How gRPC works: Rebuilding gRPC from First Principles
A deep dive into the design, internals, and real-world performance of modern RPC systems
In the last post, we saw that a normal REST call is based upon the HTTP/1 protocol. We also saw HOW HTTP/2 builds on the limitations of HTTP/1, which gRPC utilises amazingly.
In this post, let’s look more deeply at HOW gRPC works, and WHY it’s fast, more efficient than traditional REST.
This is part 2 of the gRPC series. I highly suggest you read the previous post, to fully grasp the need for gRPC, and how it fits right along with HTTP/2.
Problems with REST
REST works, and it’s working now, and it will work for a long time in the future.
It’s great when we want to communicate in a human-readable format. But once we get to scale, real-time performance, and live streaming, it starts slowing down.
JSON is bulky, slow to parse, and wastes bandwidth.
No structure: No contracts.
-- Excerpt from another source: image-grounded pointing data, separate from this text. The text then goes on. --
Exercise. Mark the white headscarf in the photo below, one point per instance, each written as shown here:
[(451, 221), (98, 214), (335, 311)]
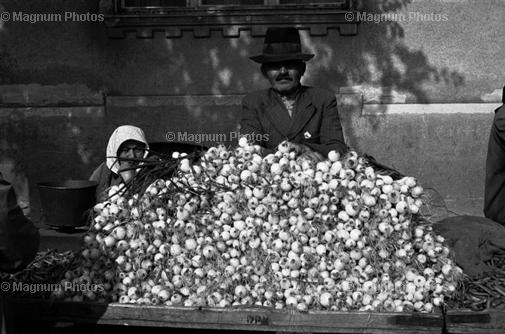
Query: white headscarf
[(118, 137)]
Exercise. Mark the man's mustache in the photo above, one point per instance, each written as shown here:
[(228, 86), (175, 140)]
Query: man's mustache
[(283, 77)]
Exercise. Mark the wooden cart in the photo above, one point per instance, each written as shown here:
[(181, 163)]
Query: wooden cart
[(467, 321), (250, 319)]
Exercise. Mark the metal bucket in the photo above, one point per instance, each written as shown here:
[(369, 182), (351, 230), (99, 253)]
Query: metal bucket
[(66, 204)]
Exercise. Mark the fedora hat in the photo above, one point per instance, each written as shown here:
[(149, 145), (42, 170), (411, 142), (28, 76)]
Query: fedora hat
[(281, 44)]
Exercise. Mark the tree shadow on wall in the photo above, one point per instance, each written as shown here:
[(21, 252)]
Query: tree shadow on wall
[(378, 61)]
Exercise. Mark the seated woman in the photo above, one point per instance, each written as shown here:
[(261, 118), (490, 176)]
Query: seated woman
[(126, 142)]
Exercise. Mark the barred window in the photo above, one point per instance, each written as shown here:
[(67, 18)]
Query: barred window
[(144, 18)]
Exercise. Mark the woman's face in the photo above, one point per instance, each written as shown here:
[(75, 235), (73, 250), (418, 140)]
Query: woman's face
[(130, 149)]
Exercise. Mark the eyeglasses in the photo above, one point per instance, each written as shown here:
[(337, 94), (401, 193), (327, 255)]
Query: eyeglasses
[(136, 150)]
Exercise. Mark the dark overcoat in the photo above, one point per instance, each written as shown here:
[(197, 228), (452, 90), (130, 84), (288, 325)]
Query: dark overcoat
[(315, 121), (494, 194)]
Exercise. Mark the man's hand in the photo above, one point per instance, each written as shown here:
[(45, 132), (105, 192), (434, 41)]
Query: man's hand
[(305, 151), (312, 155)]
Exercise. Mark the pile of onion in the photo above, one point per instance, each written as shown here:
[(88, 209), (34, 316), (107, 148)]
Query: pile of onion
[(237, 228)]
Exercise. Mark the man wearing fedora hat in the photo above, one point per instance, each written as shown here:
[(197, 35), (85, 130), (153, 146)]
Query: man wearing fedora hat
[(307, 117)]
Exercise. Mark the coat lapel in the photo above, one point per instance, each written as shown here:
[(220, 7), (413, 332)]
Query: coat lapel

Clients and servers can do entirely different things, without anyone knowing about the other.
No streaming: We take different routes with long polling or WebSockets
Manual everything: Timeouts, retries, error handling, all done manually.
When HTTP/2 came, we needed something better than REST, that takes all the beautiful things REST does, but in a more compact, efficient way.
That’s where RPC came in.
RPC (Remote Procedure Call)
When we look at the definition of RPC, we get this idea —
Calling another function remotely like its a native function
But how is that possible?
Consider this scenario.
You are a client, and you want to filter all the users by their last name.
Normally, you would do a /GET
call to your API, with some filters, maybe — GET
/user?last_name=sarwar
.
But what RPC says is, all you need to do is the following —
filteredUsers = service.GetUser(FilterRequest{LastName: "Sarwar"})
And that’s it. No API call (at least, not the one we can see directly), no JSON parsing, nothing. Just a native function call.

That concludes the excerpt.